Big Omega (lower bound): $f(n) = \Omega(g(n))$ if $f(n) \geq c \cdot g(n)$.
Big Theta (tight bound): $f(n) = \Theta(g(n))$ if both $O$ and $\Omega$ hold.
Analyzing Code
Sequential statements: add complexities.
Loops: multiply the body complexity by the number of iterations.
Nested loops: multiply all loop counts.
Recursive algorithms: solve the recurrence relation.
Master Theorem: for $T(n) = aT(n/b) + f(n)$:
- If $f(n) = O(n^{\log_b a - \epsilon})$: $T(n) = \Theta(n^{\log_b a})$.
- If $f(n) = \Theta(n^{\log_b a})$: $T(n) = \Theta(n^{\log_b a} \log n)$.
- If $f(n) = \Omega(n^{\log_b a + \epsilon})$: $T(n) = \Theta(f(n))$.
Merge sort: $T(n) = 2T(n/2) + O(n)$. Case 2: $T(n) = O(n \log n)$.
Binary search: $T(n) = T(n/2) + O(1)$. Case 1: $T(n) = O(\log n)$.
Space Complexity
Memory usage also matters. $O(1)$ space = constant extra memory (in-place). $O(n)$ space = proportional to input size.
Auxiliary space: space used beyond the input itself.
Stack space for recursion: each recursive call uses $O(1)$ stack space. $k$-level deep recursion: $O(k)$ stack space. Deep recursion can cause stack overflow.
Abstract Data Types vs. Data Structures
An Abstract Data Type (ADT) defines a type by its behavior (operations and their semantics), not its implementation.
Stack ADT: push, pop, peek, isEmpty. Queue ADT: enqueue, dequeue, peek, isEmpty. Dictionary/Map ADT: insert, delete, lookup.
A data structure is a concrete implementation of an ADT. A Stack can be implemented with an array or a linked list.
Correctness
An algorithm is correct if it produces the right output for every valid input.
Loop invariant: a property that holds before and after each iteration.
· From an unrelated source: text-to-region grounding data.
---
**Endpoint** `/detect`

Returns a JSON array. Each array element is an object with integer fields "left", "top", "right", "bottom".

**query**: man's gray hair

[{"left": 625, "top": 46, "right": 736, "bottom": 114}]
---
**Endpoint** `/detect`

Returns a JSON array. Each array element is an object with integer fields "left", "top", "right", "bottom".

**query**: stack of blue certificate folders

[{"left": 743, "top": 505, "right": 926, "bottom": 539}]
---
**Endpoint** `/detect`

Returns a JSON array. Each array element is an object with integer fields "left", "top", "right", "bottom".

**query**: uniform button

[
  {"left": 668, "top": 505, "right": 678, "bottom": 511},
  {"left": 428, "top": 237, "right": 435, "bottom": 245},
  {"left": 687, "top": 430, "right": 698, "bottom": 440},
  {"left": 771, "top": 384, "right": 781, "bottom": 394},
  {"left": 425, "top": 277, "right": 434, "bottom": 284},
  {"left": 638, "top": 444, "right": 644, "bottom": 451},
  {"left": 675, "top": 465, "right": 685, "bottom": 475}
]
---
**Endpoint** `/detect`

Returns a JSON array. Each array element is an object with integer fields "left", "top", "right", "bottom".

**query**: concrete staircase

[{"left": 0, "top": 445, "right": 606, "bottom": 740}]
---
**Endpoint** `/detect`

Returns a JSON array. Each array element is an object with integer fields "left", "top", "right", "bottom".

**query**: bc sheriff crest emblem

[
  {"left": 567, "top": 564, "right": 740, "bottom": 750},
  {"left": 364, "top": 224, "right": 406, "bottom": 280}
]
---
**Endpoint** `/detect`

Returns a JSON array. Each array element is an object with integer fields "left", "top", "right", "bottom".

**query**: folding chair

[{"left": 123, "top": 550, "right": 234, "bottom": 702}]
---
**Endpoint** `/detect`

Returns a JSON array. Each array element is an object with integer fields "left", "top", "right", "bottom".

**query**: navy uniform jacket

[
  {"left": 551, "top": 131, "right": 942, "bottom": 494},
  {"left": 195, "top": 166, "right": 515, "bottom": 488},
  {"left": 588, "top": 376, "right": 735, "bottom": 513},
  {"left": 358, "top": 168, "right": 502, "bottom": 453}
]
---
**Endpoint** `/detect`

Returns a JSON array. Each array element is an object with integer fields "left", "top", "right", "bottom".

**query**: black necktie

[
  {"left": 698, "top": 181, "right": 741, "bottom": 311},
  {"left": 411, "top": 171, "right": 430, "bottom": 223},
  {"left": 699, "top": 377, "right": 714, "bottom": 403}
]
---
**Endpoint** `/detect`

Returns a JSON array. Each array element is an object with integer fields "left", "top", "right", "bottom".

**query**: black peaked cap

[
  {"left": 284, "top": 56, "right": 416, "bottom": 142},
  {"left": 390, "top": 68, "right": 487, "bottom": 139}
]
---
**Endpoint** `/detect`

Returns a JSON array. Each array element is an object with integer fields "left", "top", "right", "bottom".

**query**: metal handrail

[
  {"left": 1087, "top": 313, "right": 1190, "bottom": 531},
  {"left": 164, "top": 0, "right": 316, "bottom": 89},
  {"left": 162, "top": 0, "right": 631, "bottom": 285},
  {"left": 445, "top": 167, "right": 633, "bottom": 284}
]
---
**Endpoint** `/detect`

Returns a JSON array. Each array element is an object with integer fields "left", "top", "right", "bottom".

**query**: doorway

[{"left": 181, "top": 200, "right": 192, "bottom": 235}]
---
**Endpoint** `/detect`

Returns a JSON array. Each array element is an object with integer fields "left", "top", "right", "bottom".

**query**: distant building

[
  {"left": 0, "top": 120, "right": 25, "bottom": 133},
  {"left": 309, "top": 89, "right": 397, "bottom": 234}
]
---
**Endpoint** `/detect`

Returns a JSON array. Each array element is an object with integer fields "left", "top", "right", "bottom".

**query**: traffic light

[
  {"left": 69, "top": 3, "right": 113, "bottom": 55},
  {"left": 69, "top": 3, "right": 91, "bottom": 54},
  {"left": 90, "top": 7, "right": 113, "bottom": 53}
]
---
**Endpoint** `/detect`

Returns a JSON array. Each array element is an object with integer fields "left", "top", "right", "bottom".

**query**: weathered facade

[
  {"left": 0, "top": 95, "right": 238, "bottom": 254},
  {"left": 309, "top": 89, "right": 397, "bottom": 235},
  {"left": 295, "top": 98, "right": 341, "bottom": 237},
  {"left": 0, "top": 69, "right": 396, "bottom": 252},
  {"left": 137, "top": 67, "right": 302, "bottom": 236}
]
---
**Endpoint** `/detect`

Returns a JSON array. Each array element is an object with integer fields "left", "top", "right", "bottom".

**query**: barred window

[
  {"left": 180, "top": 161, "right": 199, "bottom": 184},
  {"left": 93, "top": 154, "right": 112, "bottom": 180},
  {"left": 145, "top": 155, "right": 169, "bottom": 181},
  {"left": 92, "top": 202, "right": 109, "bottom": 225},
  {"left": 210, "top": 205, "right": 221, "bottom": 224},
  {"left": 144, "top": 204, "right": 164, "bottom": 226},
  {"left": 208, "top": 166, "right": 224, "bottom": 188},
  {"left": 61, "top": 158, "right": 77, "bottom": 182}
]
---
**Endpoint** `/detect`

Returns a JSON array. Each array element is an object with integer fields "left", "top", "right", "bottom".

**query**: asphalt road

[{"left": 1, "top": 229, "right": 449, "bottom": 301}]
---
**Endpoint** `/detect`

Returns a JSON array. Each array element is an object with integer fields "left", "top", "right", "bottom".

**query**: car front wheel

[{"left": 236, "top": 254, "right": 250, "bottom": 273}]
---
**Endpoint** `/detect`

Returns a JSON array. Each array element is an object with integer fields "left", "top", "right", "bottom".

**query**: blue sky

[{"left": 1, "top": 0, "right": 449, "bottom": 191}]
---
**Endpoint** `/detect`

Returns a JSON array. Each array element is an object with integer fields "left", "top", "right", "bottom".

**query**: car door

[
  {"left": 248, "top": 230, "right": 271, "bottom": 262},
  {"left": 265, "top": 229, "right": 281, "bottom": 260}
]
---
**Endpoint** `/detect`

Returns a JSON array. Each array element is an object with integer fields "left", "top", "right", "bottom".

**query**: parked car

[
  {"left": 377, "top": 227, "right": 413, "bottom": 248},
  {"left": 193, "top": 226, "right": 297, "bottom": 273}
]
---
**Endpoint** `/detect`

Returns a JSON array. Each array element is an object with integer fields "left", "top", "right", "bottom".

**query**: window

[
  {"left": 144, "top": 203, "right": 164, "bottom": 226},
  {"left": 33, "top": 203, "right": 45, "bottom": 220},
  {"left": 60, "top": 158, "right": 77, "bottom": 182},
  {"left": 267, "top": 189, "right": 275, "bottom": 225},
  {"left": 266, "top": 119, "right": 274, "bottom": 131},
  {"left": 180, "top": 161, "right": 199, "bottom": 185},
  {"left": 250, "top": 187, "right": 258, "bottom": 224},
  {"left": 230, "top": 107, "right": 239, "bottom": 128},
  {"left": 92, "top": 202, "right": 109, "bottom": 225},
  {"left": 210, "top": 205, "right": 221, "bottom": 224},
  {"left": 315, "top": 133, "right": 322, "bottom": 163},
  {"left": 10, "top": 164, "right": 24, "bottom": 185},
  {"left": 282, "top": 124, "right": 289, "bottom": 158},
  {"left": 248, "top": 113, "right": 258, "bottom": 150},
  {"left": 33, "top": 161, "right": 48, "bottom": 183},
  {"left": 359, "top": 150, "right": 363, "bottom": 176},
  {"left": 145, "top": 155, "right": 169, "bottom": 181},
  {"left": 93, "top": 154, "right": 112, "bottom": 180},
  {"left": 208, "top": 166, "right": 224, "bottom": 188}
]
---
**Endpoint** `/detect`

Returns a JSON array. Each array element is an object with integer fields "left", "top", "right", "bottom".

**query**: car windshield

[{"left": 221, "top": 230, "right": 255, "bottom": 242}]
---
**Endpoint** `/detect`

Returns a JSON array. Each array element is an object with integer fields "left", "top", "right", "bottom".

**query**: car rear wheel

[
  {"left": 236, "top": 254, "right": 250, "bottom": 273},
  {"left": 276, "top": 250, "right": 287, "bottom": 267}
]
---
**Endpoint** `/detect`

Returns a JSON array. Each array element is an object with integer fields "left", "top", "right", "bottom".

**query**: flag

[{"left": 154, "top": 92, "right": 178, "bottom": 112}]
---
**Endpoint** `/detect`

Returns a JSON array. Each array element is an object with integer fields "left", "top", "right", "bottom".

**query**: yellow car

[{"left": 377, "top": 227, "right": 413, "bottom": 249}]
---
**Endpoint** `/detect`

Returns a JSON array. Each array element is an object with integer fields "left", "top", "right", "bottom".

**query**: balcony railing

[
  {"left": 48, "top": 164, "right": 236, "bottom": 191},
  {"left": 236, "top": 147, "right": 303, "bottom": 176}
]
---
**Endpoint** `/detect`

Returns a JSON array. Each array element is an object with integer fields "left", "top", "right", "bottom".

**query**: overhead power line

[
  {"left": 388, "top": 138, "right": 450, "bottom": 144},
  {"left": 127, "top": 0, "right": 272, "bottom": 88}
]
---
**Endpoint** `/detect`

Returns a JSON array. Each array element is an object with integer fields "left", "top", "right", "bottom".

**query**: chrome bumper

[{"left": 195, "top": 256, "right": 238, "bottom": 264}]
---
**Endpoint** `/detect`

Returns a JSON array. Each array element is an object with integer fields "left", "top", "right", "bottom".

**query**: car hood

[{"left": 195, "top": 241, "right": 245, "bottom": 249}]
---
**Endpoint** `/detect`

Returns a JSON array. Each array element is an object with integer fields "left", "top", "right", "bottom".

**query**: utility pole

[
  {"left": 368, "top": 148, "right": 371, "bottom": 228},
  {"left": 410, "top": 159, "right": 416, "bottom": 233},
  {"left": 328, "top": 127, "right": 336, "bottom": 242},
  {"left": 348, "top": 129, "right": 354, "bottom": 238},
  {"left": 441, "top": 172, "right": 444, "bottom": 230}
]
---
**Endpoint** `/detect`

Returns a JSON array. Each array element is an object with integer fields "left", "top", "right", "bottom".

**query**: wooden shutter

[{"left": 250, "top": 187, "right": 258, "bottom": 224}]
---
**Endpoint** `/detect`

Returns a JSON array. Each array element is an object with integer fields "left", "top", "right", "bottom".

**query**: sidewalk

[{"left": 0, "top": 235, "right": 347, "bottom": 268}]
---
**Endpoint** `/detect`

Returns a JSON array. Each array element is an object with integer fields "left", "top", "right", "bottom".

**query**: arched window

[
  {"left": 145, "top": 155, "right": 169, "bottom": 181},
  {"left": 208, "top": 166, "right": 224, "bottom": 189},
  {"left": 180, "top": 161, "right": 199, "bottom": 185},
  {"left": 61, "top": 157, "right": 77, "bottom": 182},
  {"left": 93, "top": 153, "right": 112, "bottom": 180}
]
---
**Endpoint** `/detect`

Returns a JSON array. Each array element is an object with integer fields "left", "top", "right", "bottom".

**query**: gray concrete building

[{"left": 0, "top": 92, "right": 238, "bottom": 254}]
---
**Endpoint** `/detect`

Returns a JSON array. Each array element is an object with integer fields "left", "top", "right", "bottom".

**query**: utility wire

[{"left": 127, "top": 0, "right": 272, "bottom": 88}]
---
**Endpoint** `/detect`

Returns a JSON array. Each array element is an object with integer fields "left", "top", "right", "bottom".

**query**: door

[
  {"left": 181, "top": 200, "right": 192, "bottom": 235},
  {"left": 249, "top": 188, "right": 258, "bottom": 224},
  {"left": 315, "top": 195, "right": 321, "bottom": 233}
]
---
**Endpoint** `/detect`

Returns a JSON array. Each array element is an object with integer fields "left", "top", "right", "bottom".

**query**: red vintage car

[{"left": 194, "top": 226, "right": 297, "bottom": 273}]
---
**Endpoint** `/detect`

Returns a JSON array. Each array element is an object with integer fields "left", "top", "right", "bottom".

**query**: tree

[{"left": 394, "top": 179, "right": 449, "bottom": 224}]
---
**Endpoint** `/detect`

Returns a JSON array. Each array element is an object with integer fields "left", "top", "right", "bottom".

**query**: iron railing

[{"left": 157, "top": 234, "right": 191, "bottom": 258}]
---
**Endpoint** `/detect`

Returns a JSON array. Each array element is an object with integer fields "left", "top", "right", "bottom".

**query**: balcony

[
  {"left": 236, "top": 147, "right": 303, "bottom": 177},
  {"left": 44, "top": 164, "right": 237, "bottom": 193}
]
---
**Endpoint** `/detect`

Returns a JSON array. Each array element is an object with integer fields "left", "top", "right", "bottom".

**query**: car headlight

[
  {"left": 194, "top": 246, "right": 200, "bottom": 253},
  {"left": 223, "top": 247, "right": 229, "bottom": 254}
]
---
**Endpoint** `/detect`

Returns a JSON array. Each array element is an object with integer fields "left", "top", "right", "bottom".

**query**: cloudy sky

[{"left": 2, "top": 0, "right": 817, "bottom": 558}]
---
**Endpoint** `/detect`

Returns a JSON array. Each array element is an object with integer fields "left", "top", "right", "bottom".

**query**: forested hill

Proving the invariant holds at initialization and is preserved by each iteration proves partial correctness; combined with termination, proves total correctness.
Example (binary search): invariant: if the target exists, it is within [lo, hi]. At each step, the range halves. Terminates when lo > hi.
Algorithm Design Paradigms
Brute force: try all possibilities. Correct but often exponential.
Divide and conquer: split the problem into smaller sub-problems; solve recursively; combine. Merge sort, quicksort, binary search.
Greedy: make the locally optimal choice at each step. Works when the greedy choice property and optimal substructure hold. Dijkstra’s shortest path, Kruskal’s MST.
Dynamic programming: solve overlapping sub-problems once and store results. Optimal substructure required. Fibonacci, longest common subsequence, knapsack.
Backtracking: enumerate candidates; abandon (backtrack) a candidate as soon as it cannot lead to a valid solution. N-queens, Sudoku, subset sum.
Randomized algorithms: use randomness. Quicksort with random pivot, Bloom filters, approximate nearest neighbor.